Mozart's architecture leverages the concept of Composable Computing, which abstracts any software application into a small number of defined behaviors. SMI's novel compiler integrates into the backend of standard AI frameworks like TensorFlow to translate those programs and reconfigures the hardware on the fly to result in a chip that behaves as if it were originally designed for that application.

"SimpleMachines's solution is a radically new software-centric approach that deploys a programmable platform with a breakthrough software stack and compiler that enables the programmer to easily optimize the hardware on the fly and get the performance of custom silicon with a platform that supports hundreds of different use cases," Wright said.

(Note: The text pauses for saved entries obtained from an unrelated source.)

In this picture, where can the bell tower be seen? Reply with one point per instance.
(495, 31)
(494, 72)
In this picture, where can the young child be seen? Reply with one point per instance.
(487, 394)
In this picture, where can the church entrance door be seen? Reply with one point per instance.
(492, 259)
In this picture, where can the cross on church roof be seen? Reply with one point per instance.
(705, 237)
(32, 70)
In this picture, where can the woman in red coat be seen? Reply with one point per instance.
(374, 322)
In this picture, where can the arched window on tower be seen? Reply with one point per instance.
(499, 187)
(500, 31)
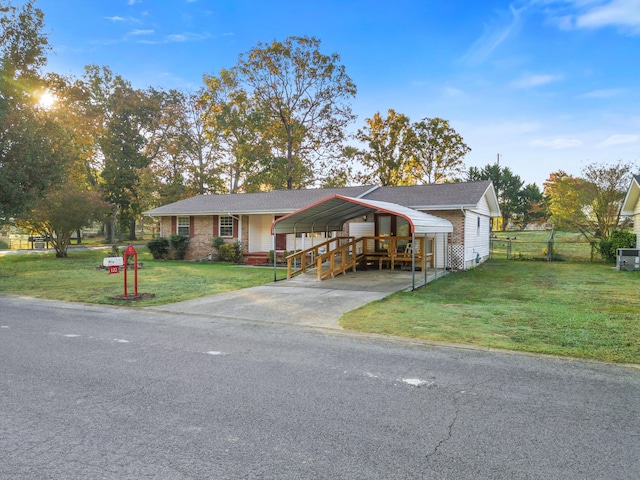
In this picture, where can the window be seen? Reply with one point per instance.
(225, 226)
(183, 226)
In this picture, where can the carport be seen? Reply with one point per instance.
(331, 215)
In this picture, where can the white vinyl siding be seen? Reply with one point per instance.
(477, 235)
(183, 226)
(636, 223)
(260, 239)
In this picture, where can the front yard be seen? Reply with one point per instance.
(75, 278)
(581, 310)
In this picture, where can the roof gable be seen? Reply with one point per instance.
(419, 197)
(632, 198)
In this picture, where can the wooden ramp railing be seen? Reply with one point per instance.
(340, 254)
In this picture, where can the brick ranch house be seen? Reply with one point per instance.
(249, 217)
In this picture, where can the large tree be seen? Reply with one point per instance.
(387, 155)
(305, 95)
(30, 157)
(125, 119)
(589, 204)
(66, 209)
(241, 129)
(531, 207)
(437, 151)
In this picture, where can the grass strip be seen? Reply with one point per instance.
(581, 310)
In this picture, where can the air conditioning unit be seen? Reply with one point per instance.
(628, 259)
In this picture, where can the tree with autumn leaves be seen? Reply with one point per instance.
(589, 204)
(276, 120)
(398, 152)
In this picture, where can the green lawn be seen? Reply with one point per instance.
(76, 279)
(534, 244)
(572, 309)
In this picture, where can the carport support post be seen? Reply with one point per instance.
(275, 270)
(413, 260)
(424, 257)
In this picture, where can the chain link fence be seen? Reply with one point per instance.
(512, 248)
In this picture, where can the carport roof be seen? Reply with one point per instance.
(333, 212)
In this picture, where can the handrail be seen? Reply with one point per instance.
(307, 258)
(343, 253)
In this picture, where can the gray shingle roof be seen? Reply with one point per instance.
(433, 196)
(276, 201)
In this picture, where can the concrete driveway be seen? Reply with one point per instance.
(299, 301)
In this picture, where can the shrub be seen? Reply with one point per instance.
(159, 247)
(618, 239)
(179, 244)
(217, 242)
(231, 252)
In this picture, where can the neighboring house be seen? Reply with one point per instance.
(631, 206)
(248, 218)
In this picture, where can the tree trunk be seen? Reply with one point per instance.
(132, 230)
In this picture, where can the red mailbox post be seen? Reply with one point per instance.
(131, 251)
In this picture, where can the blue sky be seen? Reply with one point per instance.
(547, 84)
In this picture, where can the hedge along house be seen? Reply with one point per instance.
(631, 206)
(248, 218)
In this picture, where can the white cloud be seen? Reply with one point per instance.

SMI is initially targeting companies in the public datacenter, network security, finance, and insurance industries for its Mozart Platform with plans to disrupt the edge and mobile device markets in future product generations.  According to Allied Market Research, the global AI chip market will reach $91 billion by 2025, with growth rates of 45% a year until then. Market drivers include a surge in demand for smart homes and smart cities, more investment in AI startups, and the rise of smart robots. 

"As fast, flexible computing becomes more accessible, AI will be used by more industries for more applications more frequently, so chip design must evolve accordingly," Sankaralingam said. "We are disrupting the next wave of computing with our breakthrough technology and are excited about the market opportunity, especially for AI chips along the power spectrum."